# Dynamics wedge problem

1. Apr 7, 2016

### vaibhav garg

In the adjoining figure if acceleration of M with respect to ground is a, then
A) Acceleration of m with respect to M is a
B) Acceleration of m with respect to ground is asin(α/2)
C) Acceleration of m with respect to ground is a
D) Acceleration of m with respect to ground is atan(α)

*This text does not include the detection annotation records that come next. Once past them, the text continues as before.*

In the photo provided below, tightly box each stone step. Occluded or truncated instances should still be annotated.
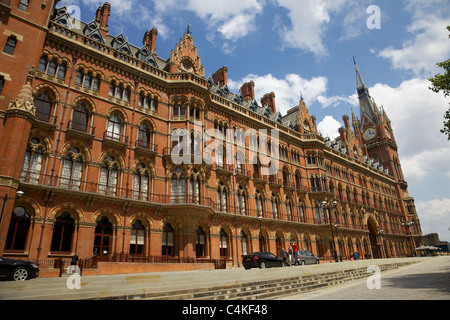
[0,262,418,300]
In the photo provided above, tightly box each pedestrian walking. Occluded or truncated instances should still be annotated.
[281,248,288,266]
[70,253,78,266]
[292,241,300,266]
[288,245,294,266]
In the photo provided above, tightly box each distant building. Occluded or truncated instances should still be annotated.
[0,0,422,272]
[423,233,450,252]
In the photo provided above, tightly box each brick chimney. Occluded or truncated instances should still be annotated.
[95,7,102,24]
[261,92,277,113]
[339,127,347,143]
[100,2,111,38]
[143,28,158,55]
[213,67,228,87]
[241,81,255,101]
[342,114,350,129]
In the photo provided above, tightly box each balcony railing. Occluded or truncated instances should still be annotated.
[20,172,406,235]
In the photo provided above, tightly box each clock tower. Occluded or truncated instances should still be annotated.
[353,59,404,181]
[352,59,421,250]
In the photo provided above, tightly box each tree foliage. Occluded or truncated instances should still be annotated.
[428,26,450,140]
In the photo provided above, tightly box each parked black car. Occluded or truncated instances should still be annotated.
[297,250,320,266]
[242,252,285,270]
[0,258,39,281]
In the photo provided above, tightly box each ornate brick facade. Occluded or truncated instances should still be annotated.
[0,0,421,272]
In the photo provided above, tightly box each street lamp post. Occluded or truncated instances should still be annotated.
[258,214,265,251]
[0,190,24,225]
[322,200,339,262]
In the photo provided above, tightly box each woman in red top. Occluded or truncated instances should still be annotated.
[292,242,300,266]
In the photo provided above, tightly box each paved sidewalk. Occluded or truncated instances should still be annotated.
[0,258,433,300]
[279,256,450,300]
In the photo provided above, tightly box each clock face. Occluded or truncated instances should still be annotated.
[384,127,391,138]
[363,128,377,140]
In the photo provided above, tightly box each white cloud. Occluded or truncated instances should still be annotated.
[370,79,450,180]
[379,0,450,76]
[416,199,450,241]
[317,116,342,140]
[317,94,358,108]
[228,74,328,115]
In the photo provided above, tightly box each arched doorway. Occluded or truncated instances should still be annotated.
[367,217,381,259]
[94,216,113,260]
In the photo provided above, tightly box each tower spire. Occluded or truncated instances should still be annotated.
[353,56,377,126]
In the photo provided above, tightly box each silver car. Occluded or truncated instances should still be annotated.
[297,250,320,266]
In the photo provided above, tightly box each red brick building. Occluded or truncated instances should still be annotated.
[0,0,422,274]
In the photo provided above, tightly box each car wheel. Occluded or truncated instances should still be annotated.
[12,267,30,281]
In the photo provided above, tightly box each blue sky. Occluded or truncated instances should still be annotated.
[60,0,450,241]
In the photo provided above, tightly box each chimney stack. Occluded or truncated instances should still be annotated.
[143,28,158,55]
[241,81,255,101]
[212,67,228,87]
[261,92,277,113]
[100,2,111,33]
[342,114,350,129]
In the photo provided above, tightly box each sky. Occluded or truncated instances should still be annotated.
[59,0,450,241]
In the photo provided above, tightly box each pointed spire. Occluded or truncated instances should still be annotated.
[353,57,378,126]
[353,56,369,95]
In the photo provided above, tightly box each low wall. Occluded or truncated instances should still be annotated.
[39,262,214,278]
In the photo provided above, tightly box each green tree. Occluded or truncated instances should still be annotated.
[428,26,450,140]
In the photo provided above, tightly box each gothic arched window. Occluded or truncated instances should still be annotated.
[130,220,145,255]
[5,207,31,251]
[50,212,75,253]
[162,223,175,256]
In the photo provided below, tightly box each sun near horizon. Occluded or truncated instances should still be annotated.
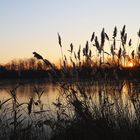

The 2nd question in the image below

The acceleration of m in the vertical direction should be atan(α) by using length constant relation and in the horizontal direction it should be same as the wedge that is a. therefore the resultant should be asec(α), what am i doing wrong here ?

Last edited: Apr 7, 2016
2. Apr 7, 2016

### ehild

Are you sure? The wedge moves horizontally and the block slides down along it, so it moves both horizontally and vertically with respect to the ground.

3. Apr 7, 2016

### vaibhav garg

ok I get what you are saying, so if we take A to be the acceleration of the block wrt to M. therefore it's acceleration with respect to the ground will be
(a - Acosα) horizontally and Asinα vertically. But now how do I find a relation between A and a

4. Apr 7, 2016

### ehild

If the wedge moves by x to the left, the length of the rope between the wall and pulley becomes shorter by x.So the other piece along the wedge becomes longer by the same length x. What does it mean for the accelerations a and A?

5. Apr 7, 2016

### vaibhav garg

that they are both equal. so when we add the the two components it would give the answer to be B. Thanks ehlid :)

6. Apr 7, 2016

### ehild

I got a bit different result, but it might have been my error, or a typo in the problem text. Show your work, please.

7. Apr 7, 2016

### vaibhav garg

the horizontal component would be (a-acosα) which is equal to 2asin2α/2 the vertical component 2asin(α/2)cos(α/2) the resultant would be 2asin(α/2)... I am sorry :P but this dosen't matches any of the options

8. Apr 7, 2016

### ehild

I got the same result, and I do not see any flaw. Sometimes there are typos in the written texts.